Find an equation of the circle that has center \( (5,-2) \) and passes through \( (1,-6) \).

To find the equation of the circle, we'll start with the standard form of a circle's equation: \[ (x - h)^2 + (y - k)^2 = r^2 \] where \( (h, k) \) is the center of the circle and \( r \) is the radius. In your case, the center is \( (5, -2) \), so \( h = 5 \) and \( k = -2 \). Next, we need to find the radius \( r \). We can calculate the radius by finding the distance between the center of the circle and the point \( (1, -6) \).

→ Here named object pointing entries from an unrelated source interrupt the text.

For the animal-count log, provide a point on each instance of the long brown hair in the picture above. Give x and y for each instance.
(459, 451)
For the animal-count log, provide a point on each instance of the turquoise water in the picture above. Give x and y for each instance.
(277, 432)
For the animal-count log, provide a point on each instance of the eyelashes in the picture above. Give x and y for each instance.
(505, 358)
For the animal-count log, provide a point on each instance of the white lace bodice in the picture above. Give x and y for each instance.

The distance \( r \) can be found using the distance formula: \[ r = \sqrt{(x_2 - x_1)^2 + (y_2 - y_1)^2} \] Substituting the coordinates: \[ r = \sqrt{(1 - 5)^2 + (-6 + 2)^2} = \sqrt{(-4)^2 + (-4)^2} = \sqrt{16 + 16} = \sqrt{32} = 4\sqrt{2} \] Now we can substitute \( h \), \( k \), and \( r \) back into the circle equation: \[ (x - 5)^2 + (y + 2)^2 = (4\sqrt{2})^2 \] Calculating \( (4\sqrt{2})^2 \): \[ (4\sqrt{2})^2 = 16 \cdot 2 = 32 \] Finally, the equation of the circle is: \[ (x - 5)^2 + (y + 2)^2 = 32 \]